I’ll let you in on a little secret: I’m not among them! That’s right — I don’t even understand the DCT, at least not as well as you might expect an experienced multimedia hacker to. And frankly, it doesn’t matter because there are so many other problems to solve.
One of the most important things you can do is simply observe and see what needs to improve, figure out which problems no one is tackling, and commit to working on those. That’s how FATE got rolling. And building FATE didn’t require any knowledge of DCT. Aside from the fact that certain ones introduce bit inexact-ness among platforms. :-)
And the primary reason you don’t need to understand (I)DCT is that you just call dsputil.idct or dsputil.idct_add and don’t care a bit about what it does.
Also, with fixed size like 4×4 or 8×8 I’m quite sure you could explain the DCT with little to any maths (e.g. there are those series of pictures that show what kind of image each AC coefficient on its own produces, I don’t think you need mathematical skill to look at and get some ideas from those pictures).
And anyway, IMO mathematics can’t really explain to you why DCT/IDCT is useful for compression (though I admit I wouldn’t know which field to associate that kind of research with either, maybe general computer science? But it is also about the human eye (biology) etc. pp. In the end that’s probably part of the huge not-quite-scientific field of trial-and-error :-P).

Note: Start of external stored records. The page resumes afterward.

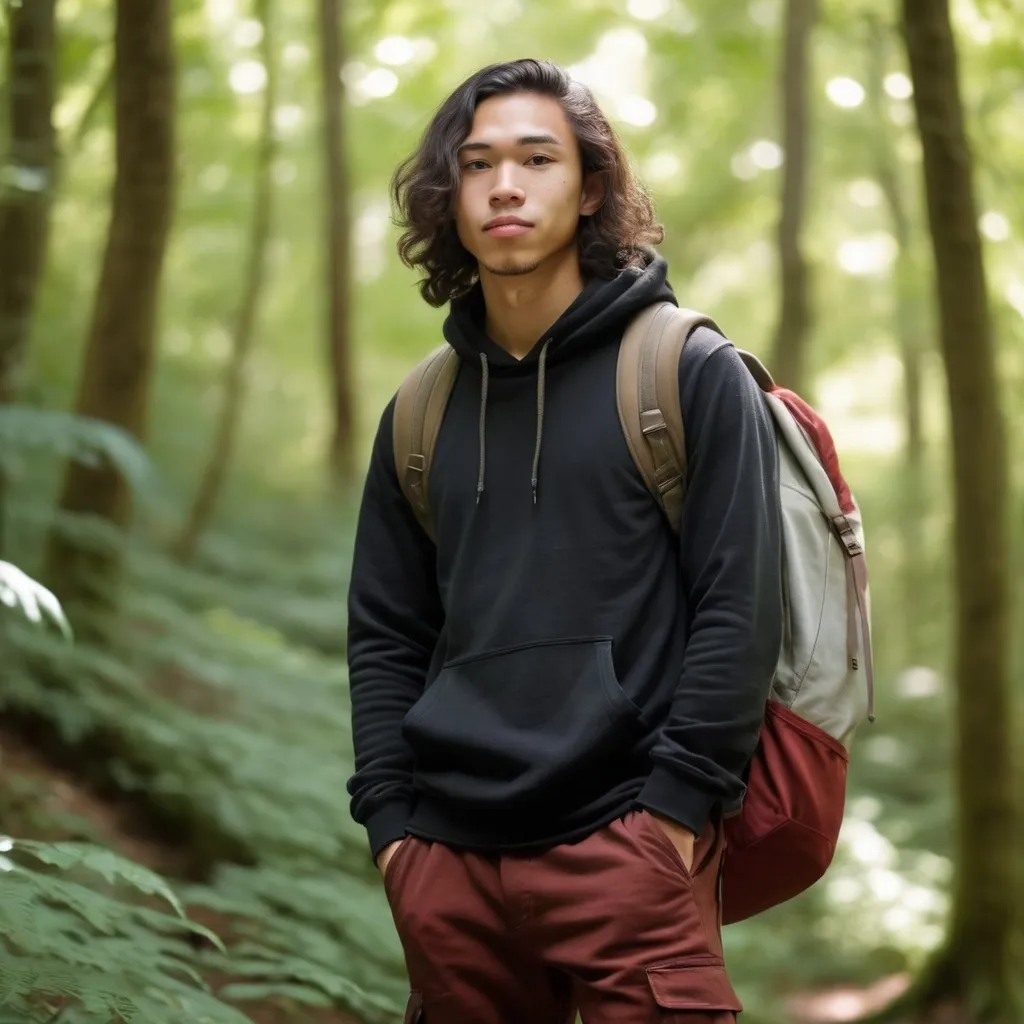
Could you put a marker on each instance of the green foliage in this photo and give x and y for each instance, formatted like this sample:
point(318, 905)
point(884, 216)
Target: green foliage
point(92, 950)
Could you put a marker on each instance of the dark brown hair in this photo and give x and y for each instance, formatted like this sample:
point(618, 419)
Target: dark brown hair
point(425, 185)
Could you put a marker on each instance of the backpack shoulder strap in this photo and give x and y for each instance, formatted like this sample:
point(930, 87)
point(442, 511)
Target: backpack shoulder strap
point(419, 410)
point(647, 389)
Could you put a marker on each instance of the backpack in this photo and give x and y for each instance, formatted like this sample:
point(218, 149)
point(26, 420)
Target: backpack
point(782, 838)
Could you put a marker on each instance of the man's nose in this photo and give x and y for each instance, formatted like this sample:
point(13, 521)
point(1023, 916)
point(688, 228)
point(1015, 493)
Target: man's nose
point(507, 190)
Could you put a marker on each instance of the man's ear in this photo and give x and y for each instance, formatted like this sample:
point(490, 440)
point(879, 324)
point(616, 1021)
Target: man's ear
point(594, 188)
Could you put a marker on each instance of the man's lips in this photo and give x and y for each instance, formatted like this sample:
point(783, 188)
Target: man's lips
point(504, 227)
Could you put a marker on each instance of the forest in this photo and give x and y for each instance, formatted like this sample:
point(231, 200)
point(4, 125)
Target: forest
point(202, 316)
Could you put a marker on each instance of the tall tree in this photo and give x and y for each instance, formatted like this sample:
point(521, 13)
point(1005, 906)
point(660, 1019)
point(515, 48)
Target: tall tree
point(215, 470)
point(793, 327)
point(26, 184)
point(121, 345)
point(910, 323)
point(976, 968)
point(331, 32)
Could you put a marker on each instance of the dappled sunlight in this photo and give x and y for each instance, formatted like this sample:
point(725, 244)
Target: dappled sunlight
point(845, 92)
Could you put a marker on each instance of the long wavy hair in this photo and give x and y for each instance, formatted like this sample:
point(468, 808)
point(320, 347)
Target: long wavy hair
point(426, 184)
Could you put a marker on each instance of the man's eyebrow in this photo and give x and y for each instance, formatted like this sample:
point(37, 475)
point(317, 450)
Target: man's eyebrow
point(524, 140)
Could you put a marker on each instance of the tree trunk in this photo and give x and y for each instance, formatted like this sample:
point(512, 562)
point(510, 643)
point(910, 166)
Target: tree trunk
point(26, 187)
point(976, 968)
point(121, 345)
point(790, 347)
point(338, 272)
point(213, 476)
point(908, 323)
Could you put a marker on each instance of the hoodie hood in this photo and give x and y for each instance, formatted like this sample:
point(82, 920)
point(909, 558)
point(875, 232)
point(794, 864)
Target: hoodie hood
point(597, 316)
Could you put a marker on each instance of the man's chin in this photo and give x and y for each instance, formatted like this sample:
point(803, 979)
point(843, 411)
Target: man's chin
point(512, 268)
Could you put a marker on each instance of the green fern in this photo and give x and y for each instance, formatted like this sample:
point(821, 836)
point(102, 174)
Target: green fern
point(96, 950)
point(24, 428)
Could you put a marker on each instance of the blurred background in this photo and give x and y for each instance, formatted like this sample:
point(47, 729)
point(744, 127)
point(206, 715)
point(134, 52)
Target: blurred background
point(202, 316)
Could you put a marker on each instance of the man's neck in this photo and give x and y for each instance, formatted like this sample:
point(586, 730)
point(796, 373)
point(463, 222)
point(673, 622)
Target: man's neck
point(521, 307)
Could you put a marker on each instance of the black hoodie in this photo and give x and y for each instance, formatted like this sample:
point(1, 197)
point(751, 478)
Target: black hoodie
point(559, 658)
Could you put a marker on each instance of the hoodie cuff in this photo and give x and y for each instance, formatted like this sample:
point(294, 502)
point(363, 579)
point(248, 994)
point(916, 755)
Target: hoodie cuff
point(387, 825)
point(677, 801)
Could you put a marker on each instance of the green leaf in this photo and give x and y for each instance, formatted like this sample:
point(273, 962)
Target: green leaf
point(103, 862)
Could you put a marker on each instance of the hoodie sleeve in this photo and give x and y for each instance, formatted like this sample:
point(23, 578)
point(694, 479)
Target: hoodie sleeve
point(394, 619)
point(731, 574)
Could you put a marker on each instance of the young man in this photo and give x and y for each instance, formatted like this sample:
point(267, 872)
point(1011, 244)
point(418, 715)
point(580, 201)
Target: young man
point(555, 700)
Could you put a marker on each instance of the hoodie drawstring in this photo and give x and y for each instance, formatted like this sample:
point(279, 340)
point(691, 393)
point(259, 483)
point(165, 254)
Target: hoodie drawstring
point(542, 366)
point(484, 379)
point(484, 383)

Another DCT-based codec, Bink Video, is famous not for its DCT transform but rather for a method of coding coefficients for it (oh, those Huffman trees!).
I somewhat lost my DCT-scare with looking at such a picture
http://www.cs.sfu.ca/CC/365/mark/material/notes/Chap4/Chap4.2/DCT_basis.gif and thinking that the DCT just finds out for me how much a block in question is made up of those pictures. That also visualizes that most blocks look more like things in the top-left corner and less like in the right or at the bottom (the high-frequency stuff).
If you want “hard” in the realm of multimedia hacking, try reverse engineering a codec derived from MP3 audio used by a game where there is no publicly available encoder and where the only publicly available decoder is inside the game itself (which is nigh on impossible to reverse engineer due to copy protection, boatloads of other code you have to wade through/ignore plus a boatload of MMX/SSE/etc and FPU code)
@Jonathan: ‘If you want “hard†in the realm of multimedia hacking, try reverse engineering’; you really could have cut it off right there. :-) Anything pertaining to binary RE is plenty hard for most people. We have been doing it for so long that we sometimes lose track of that fact.